One of the things I like about being an architect is that every day is quite different. This is in part because the projects are always changing, and even within the same project, the stages through the life of the project are very different. Preliminary design tends to involve a lot of loose drawings, sketching, and models (actual models and computer models) while the building permit document stage involves a lot of drafting, document checking, coordination of consultants, researching materials, etc.
This division of labour is one of the hallmarks of being an architect. It involves working both sides of the brain: the intuitive, loose, creative side, as well as the rigorous, analytical, technical side. There are of course many architects who specialize in one area or another to suit their natural tendencies. But generally, architects do need to be more versatile than most professionals. And this characteristic can cause some conflict with other professionals (I am thinking of engineers in particular) and contractors/subtrades, who are likely to be more linear/logical in their way of thinking and working. But I can assure you, the best buildings on the planet, and the best art/literature/film/music did not start with putting together a good spreadsheet.

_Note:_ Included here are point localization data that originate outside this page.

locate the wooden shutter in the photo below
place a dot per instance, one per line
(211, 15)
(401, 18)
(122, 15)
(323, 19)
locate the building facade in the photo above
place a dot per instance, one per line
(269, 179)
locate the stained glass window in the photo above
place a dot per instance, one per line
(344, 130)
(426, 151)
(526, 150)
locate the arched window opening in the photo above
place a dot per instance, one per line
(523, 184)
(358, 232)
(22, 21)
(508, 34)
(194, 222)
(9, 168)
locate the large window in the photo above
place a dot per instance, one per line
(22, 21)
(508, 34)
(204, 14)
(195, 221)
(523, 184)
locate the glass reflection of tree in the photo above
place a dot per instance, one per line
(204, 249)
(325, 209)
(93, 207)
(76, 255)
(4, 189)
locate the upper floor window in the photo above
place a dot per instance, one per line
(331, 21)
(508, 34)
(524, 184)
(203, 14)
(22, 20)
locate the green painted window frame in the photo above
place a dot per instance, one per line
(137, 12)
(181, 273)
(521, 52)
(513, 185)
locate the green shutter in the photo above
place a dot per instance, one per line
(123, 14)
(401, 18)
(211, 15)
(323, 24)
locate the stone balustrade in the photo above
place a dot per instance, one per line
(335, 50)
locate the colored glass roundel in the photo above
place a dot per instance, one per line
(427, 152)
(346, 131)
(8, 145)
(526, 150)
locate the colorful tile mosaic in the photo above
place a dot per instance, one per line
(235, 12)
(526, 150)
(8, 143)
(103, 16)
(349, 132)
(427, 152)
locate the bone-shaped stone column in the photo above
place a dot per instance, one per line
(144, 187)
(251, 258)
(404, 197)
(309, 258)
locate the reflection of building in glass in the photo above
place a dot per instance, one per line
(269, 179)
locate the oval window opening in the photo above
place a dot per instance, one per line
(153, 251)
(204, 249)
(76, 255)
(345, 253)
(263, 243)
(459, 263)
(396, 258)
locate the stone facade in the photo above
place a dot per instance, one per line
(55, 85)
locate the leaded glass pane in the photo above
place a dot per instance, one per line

I recall being in one meeting with a project manager and structural engineer at the design stage of a mixed use project. They were very much in synch with respect to ripping the building down to a very ‘logical’ and ‘efficient’ (as they described it) structure. Unfortunately, the building would have ended up being a brutally ugly box as a result. It would never have made it through the development permit stage. And even if it did, it likely would not have garnered much interest from buyers, and the neighbours would have been outraged. Later in the project when we got further into the design, the same engineer proposed placing a large concrete column directly in the middle of a stairway. Perhaps this was an efficient structural response, but it took a 20 minute long phone call to convince him that we had to find a alternate solution.
North America cities are full of buildings that appear to have been designed by spreadsheet, and unfortunately, most of them are awful and we are now stuck with them for the next 50-100 years. Good buildings require a team with creative abilities and technical abilities. And it definitely helps if the technical/logical team members have some respect for the creative types and vice versa.